Buchanan remained out of politics for several years, until 1926 when he announced his intention to run for Pima County treasurer. Three Democrats entered the primary, Buchanan, Herbert C. Chambers, and Charles F. Gulden. In a close race, which included a recount, Buchanan edged out Gulden 1956 votes to 1800. Buchanan followed this with a landslide victory over Republican Walter E. Fuller in the November election, getting almost twice as many votes, 1625 to 850. Buchanan ran for re-election for county treasurer in 1928. He ran unopposed in both the Democrats' primary and the November general election.
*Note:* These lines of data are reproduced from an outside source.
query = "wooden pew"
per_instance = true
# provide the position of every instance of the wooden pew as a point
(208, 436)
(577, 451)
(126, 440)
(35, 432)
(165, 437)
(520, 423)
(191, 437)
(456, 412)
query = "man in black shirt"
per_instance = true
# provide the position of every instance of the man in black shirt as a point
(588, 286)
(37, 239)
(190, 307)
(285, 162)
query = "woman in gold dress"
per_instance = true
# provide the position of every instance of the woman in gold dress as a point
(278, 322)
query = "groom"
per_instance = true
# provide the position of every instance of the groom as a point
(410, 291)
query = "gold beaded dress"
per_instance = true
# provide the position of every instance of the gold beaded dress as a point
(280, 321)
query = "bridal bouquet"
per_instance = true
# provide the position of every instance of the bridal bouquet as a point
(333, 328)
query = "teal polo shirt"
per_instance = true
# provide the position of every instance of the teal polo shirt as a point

In 1930 Buchanan was precluded from running for re-election for county treasurer due to term limits. In December he was short-listed to become Tucson's city treasurer, and was appointed to that position in January 1931. He was Tucson's first city treasurer under their new charter. As city treasurer, he was the first to hire a full-time Spanish-American to the treasurer's staff. Buchanan lost the city treasurer position in 1932, when due to budget cuts the position was consolidated into the city clerk's office. Later in the year, in November, Mit Simms, Arizona State Treasurer, appointed Buchanan to be the inheritance tax examiner for Pima County, to fill out the remaining term of Bradford Duncan, who had died. He held the position until July 1935, when W. M. Cox, then state treasurer, decided not to re-appoint him.

In 1936 Buchanan decided to run for a seat on Tucson's Board of Supervisors, in the second district. In the Democrats' primary in September, Buchanan came in third of four candidates.